Statement removalStatements replaced with pass
Boundary< becomes <= (off-by-one errors)
Return defaultreturn expr becomes return 0, return "", etc.
Skip effectSide-effecting calls like validate(data) replaced with pass
Skip blockif cond { body } becomes if cond { pass }
Drop element[a, b, c] becomes [b, c] or [a, c]
Swap argumentsf(a, b) becomes f(b, a)
Contract preconditionMutates expressions inside in {} blocks
Contract postconditionMutates expressions inside out(r) {} / post {} blocks
Enum replaceColor.Red becomes Color.Green or Color.Blue
Contract removeEntire in {} or out(r) {} block removed
Match swapMatch case bodies swapped with each other
Match patternMatch guard removed or pattern replaced with wildcard
Boundary shiftShifts loop bound and comparison together
Guard mismatchChecks wrong field in a guard condition
Field swapReads a sibling field instead of the intended one
Omitted readRemoves a field from a calculation
Duplicate fieldUses one field twice instead of two distinct fields
Misbound constructorSwaps constructor arguments with compatible types
Null weakenRemoves or weakens a null check
Null strengthenRemoves a null-safe fallback
Collection simplifyWeakens collection emptiness or membership check
Numeric boundaryShifts a numeric boundary or division type

Reading the output

After a mutation run, you see which mutants were killed (your tests caught them) and which survived (your tests missed them).

A surviving mutant means the compiler changed something and no test noticed. If a real bug made the same change, your tests would not catch it either.

The output includes three metrics beyond the raw score:

MetricMeaning
Kill rateFraction of mutants killed by tests
ObservabilityFraction where the behavioural change reached an oracle boundary at all (killed mutants plus weak-oracle survivors)
Actionable survivorsSurvivors worth investigating (excludes likely-equivalent mutants)

A survivor breakdown shows the composition: weak-oracle (behaviour was seen but assertions were too weak), unobserved (behaviour never reached a test oracle), equivalent-likely (mutation probably has no observable effect), and other.

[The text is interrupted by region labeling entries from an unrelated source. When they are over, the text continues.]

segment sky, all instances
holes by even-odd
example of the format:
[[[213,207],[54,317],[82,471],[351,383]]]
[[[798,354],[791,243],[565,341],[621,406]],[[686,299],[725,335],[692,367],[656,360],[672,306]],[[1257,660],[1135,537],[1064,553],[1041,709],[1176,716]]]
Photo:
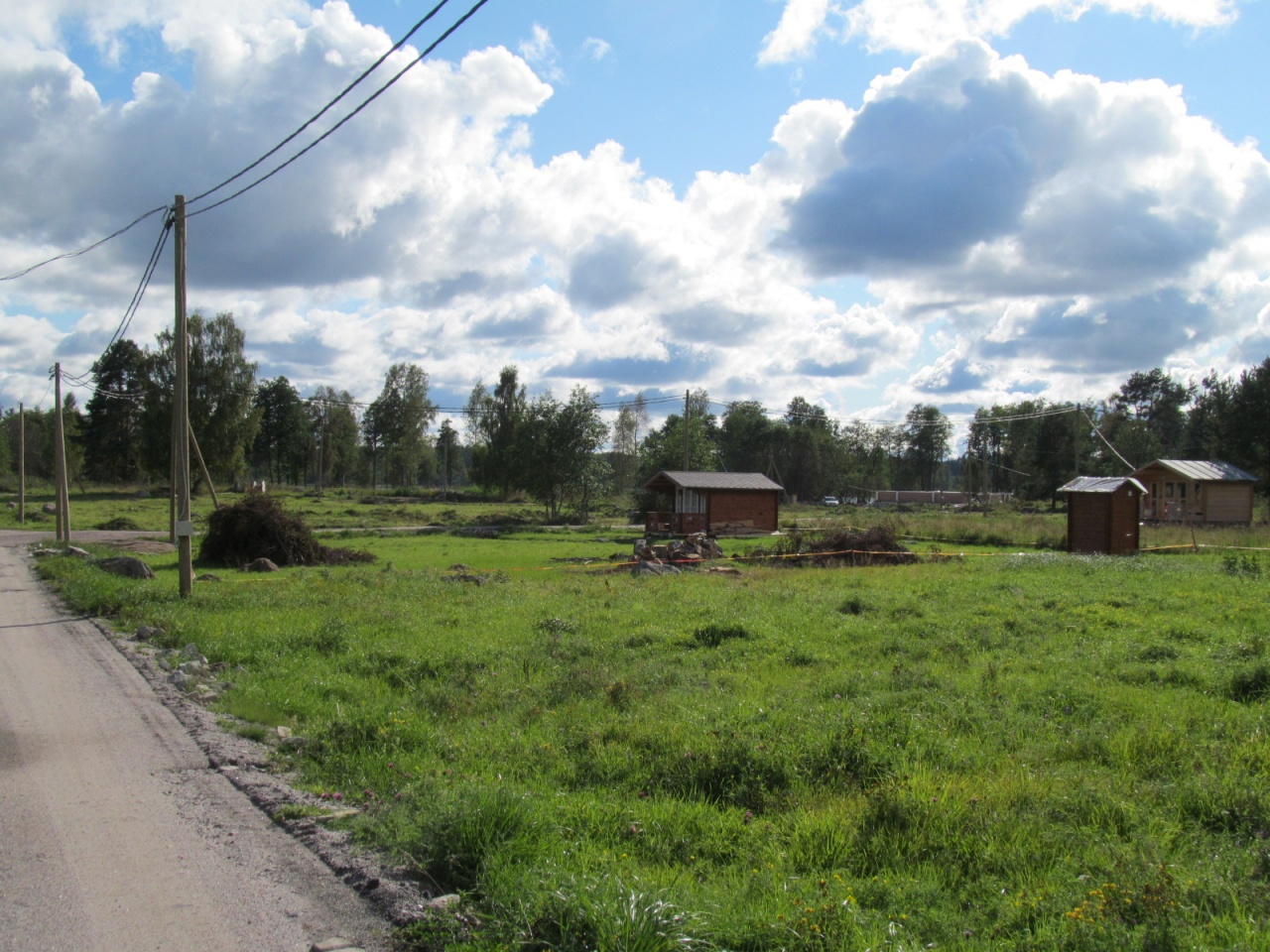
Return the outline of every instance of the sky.
[[[432,3],[0,0],[0,275],[234,175]],[[505,364],[869,421],[1237,374],[1270,355],[1267,36],[1270,0],[488,0],[190,203],[189,306],[262,380],[371,400],[409,360],[443,407]],[[161,217],[0,281],[0,407],[88,372]]]

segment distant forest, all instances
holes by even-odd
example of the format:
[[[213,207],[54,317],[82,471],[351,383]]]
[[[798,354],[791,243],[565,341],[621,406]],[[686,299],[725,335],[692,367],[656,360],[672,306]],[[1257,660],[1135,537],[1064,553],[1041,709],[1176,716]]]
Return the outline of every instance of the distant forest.
[[[803,500],[861,499],[880,489],[1053,500],[1077,473],[1124,475],[1179,458],[1234,463],[1270,494],[1270,358],[1238,377],[1180,383],[1157,368],[1081,404],[979,407],[965,452],[954,457],[952,423],[930,404],[913,406],[902,423],[871,424],[829,418],[800,396],[772,411],[696,390],[650,426],[643,395],[616,406],[583,387],[566,399],[530,397],[516,367],[472,388],[460,428],[448,419],[434,426],[438,410],[417,364],[390,367],[380,395],[362,405],[333,387],[301,396],[286,377],[257,380],[231,314],[196,312],[189,331],[190,424],[217,484],[470,486],[503,499],[525,494],[559,515],[638,494],[660,470],[762,472]],[[173,376],[169,331],[152,347],[118,340],[102,354],[86,404],[74,392],[64,397],[74,484],[166,482]],[[606,410],[616,410],[612,424]],[[52,476],[52,409],[27,410],[28,477]],[[18,434],[17,407],[6,407],[0,477],[15,473]]]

You can gate CI on these metrics in vary.toml:

[mutation]
min_observability = 70.0       # Minimum observability score (0-100)
max_unobserved_survivors = 5   # Maximum unobserved survivors allowed

Drilling into survivors

The output includes a survivor groups table. To see individual mutants in a group, use --expand:

vary mutate src/ --expand "math#add"

To understand why a specific mutant survived, use --why with its ID (shown in the --expand output):

vary mutate math.vary --why "add:LIT_CHANGE:abc123"

This shows what was changed, where in the code, why your tests missed it, and what assertion would catch it.

For the full step-by-step workflow, see Golden path.

For all operators, flags, and advanced features, see Advanced overview.

What score to aim for

There is no universal target. 100% is not always practical. But below 60% usually means tests are not checking return values or are missing branches.

The --why output and the leverage fixes tell you more than the score itself. They point to exactly where the gaps are and what to write next.